KEY POINTS:
The Health Ministry has shied away from publicising a full report that shows declining public hospital efficiency and productivity, which it considers is only part of the picture on how to measure hospital performance.
It is cited in a more comprehensive report released this week on the same topic by the Business Roundtable, but is only available from the ministry to those who request it.
It is not on the ministry website, although an excerpt is in the 2007 Health and Independence Report, which is on the website.
The report, largely paid for by the Roundtable, found a greater decline in productivity but a smaller worsening of efficiency than the ministry found. The ministry's analysis, however, was confined to doctors and nurses in medical and surgical services, making up 27 per cent of their costs.
"These trends reflect the fact that health care delivery is labour intensive and the cost of labour is rising. New Zealand must compete in an international market for doctors and nurses. In this environment, growth in wages is difficult to control," the report says.
It also notes that any analysis of hospital productivity and efficiency is incomplete without considering changes in quality of care.
The ministry report charts four measures of quality.
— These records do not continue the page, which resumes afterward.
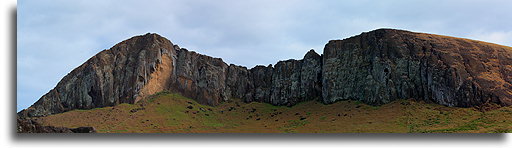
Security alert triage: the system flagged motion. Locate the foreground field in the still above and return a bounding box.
[38,93,512,133]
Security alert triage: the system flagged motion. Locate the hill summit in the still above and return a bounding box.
[18,29,512,117]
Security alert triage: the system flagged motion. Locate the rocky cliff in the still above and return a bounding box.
[322,29,512,107]
[18,29,512,117]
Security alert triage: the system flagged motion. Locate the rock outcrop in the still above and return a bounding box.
[19,34,176,117]
[16,117,96,133]
[18,29,512,117]
[322,29,512,107]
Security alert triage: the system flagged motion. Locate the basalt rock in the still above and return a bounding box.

Two, in-hospital mortality and hospital-acquired blood infections, have shown improvement; two others, patient satisfaction and the rate of acute case readmission within 30 days of discharge, are relatively unchanged.
But the instigator of the Business Roundtable study, former Treasury Secretary Graham Scott, questions the extent to which declining productivity reflects improved quality. "The evidence is fragmentary and the scale of the effect is swamped by the much larger deterioration in productivity."
GOOD AND BAD
* Nurse and doctor cost per "output" rose by 22 per cent, on top of general inflation, from 2000/1 to 2005/6, when it reached $1380. An output is a standardised amount of care or treatment.
* Nurse and doctor productivity declined by 7.4 per cent.
* The death rate of hospital patients declined by 9 per cent.
* Hospital-acquired blood infections rose slightly from 2003 to 2004, then declined by more than 11 per cent to mid-2006.